Л. Л.: Вряд ли была эпоха такого счисления. А если бы была, то в
другие эпохи "много" поочередно означалось бы двумя, четырьмя, пятью и
т. д. В чем же преимущество трех? Я думаю, три обозначает в сказке
"все", исчерпывающую полноту. На это оно имеет некоторое право. Когда
"все" познается, т. е. делится, оно делится непременно на три части:
устанавливается разность, а разность есть отношение двух вещей, при
котором само отношение разности становится третьей вещью. Само тело
человека построено по этому принципу: оно симметрично и имеет
туловище... Да, и костяная нога, и лес, и волосы, все имеет свое
значение. И меня всегда занимало составить алфавит вещей с их
значениями (74). Ведь в вещах нет ни символов, ни аллегорий. Но сами
они кристаллизации мировых принципов. Так крик не имеет никакого
постороннего значения, но он выражает боль. Поэтому к мифам надо
подходить не как к ошибкам, а как к правильным наблюдениям.
Д. Д.: Существует очень много теорий, объясняющих как и когда могла
быть придумана Библия. Тураев (75) же принял ее просто за правильный
исторический источник и это оказалось самым плодотворным.
Л. Л.: И еще, не надо гоняться за доказательствами. Это только
иллюзия, достоверность от них не увеличивается. В самом деле, что
такое доказательство? "То, что я говорю, вполне соответствует тому,
что вы признали за правильное прежде". Но это прежде признанное совсем
недостоверно и новое может ему противоречить. Лучше сказать: "Я
вникнул и увидел, что это так; вникните и вы".
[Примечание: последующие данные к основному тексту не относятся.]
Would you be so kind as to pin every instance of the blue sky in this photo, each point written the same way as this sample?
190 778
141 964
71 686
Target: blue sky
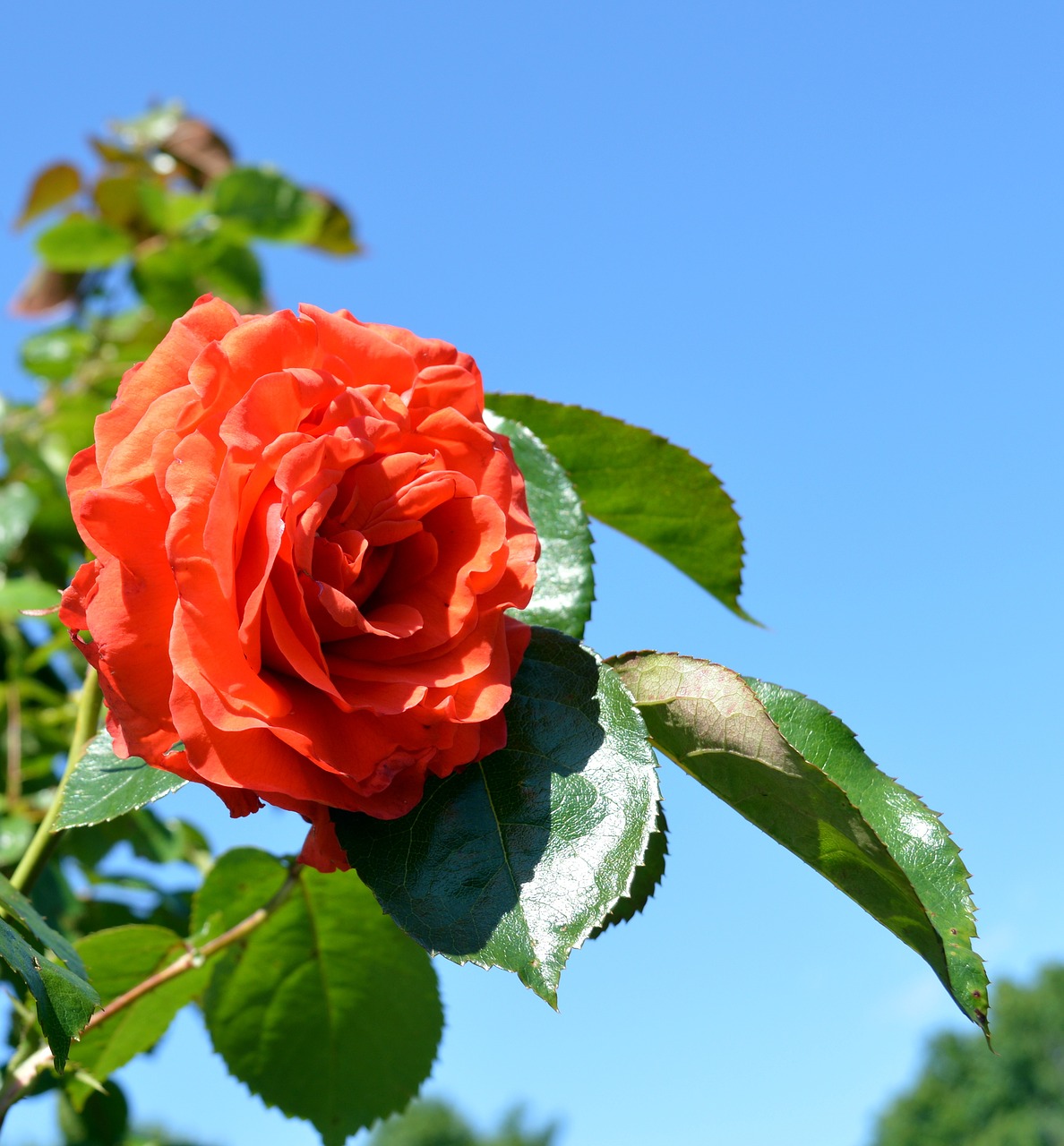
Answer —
819 245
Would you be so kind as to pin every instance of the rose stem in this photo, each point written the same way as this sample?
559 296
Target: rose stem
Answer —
45 840
25 1073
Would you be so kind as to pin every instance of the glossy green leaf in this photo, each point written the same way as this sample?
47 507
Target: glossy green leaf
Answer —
564 581
21 593
118 960
913 834
53 186
56 355
64 1001
269 205
646 881
17 507
645 486
103 786
859 829
82 244
328 1011
515 860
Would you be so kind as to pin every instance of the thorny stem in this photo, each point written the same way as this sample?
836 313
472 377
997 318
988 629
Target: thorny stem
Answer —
24 1074
14 744
45 840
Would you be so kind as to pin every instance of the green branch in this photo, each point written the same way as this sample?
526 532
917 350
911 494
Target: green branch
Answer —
45 840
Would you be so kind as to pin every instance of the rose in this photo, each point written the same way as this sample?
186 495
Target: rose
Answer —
305 543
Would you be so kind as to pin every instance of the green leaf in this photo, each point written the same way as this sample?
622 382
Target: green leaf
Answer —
233 272
81 244
328 1012
172 277
240 883
645 486
56 355
16 904
336 233
170 212
52 186
564 582
103 786
860 830
119 960
913 834
648 876
17 508
103 1121
21 593
64 1001
515 860
269 205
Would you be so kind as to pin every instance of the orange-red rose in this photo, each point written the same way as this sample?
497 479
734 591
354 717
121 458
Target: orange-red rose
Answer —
305 541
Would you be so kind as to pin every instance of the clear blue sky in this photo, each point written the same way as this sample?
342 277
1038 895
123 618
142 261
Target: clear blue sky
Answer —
819 244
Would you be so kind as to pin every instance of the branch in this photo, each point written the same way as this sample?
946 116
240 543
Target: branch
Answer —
23 1075
45 840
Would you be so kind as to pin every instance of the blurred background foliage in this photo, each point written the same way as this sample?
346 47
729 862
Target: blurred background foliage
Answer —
965 1097
165 215
105 1121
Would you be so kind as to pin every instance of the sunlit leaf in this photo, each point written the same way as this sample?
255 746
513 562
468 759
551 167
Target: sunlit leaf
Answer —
118 960
789 766
327 1011
56 355
514 862
269 205
81 244
50 187
564 581
103 786
17 508
645 486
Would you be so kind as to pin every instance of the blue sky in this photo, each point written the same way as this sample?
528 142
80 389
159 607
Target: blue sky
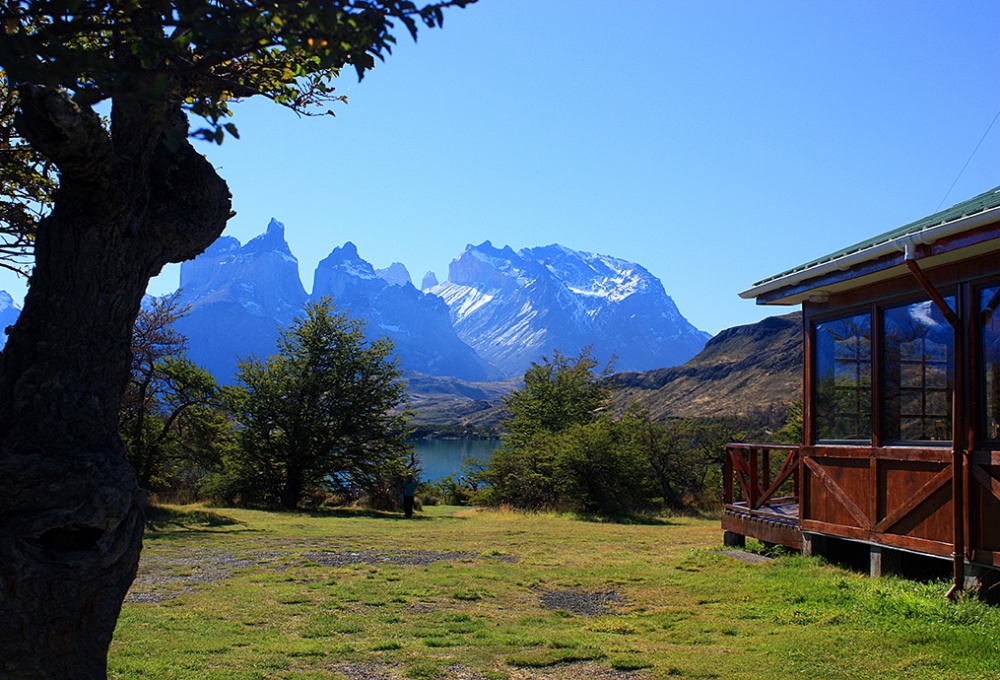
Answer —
715 143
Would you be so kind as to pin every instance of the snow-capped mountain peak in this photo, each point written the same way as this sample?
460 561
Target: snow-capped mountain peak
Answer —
514 307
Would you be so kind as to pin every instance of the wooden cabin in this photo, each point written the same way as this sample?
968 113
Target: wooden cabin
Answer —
901 401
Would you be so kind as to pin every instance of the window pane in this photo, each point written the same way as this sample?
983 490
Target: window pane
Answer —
918 373
843 378
988 303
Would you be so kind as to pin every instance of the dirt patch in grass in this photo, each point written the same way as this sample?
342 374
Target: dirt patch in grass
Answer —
161 579
399 557
581 602
369 670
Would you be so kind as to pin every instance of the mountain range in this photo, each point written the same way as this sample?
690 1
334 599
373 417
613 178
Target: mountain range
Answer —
753 370
498 311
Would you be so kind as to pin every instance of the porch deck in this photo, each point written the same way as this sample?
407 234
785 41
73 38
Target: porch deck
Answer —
775 523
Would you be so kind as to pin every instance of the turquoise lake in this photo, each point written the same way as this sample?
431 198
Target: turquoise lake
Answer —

Л. Л.: Разговоры Гете с Эккерманом (76) несравненно приятнее и интереснее тех, что я записываю. В них нет претенциозности и отвлеченности. Потому что оба они работали и разговоры не подменяли им работы, помогали ей. Величие Гете конечно не в знании каких-то особых тайн, а наоборот в его обычности. Он ясен духом как всякий добросовестно и бескорыстно работающий человек. Как благородно, когда люди работают свободно и скромно. На них приятно тогда смотреть. Гете умел выбирать для исследования такие области, где не требуется специальных знании или способностей. Он внимательно
слушал, что говорила природа. И поэтому он вобрал в себя два столетия,
XVIII и XIX, а своим учением о цветах зашел еще дальше. В этом, а не в
его одаренности, главное его величие. Пушкин был, вероятно, одареннее
Гете. И у Гете была своя ограниченность. Но он сумел стать в
правильное положение, так что само время, как прилив, приносило ему
свои ценности. Его разговоры производят впечатление разговоров в раю.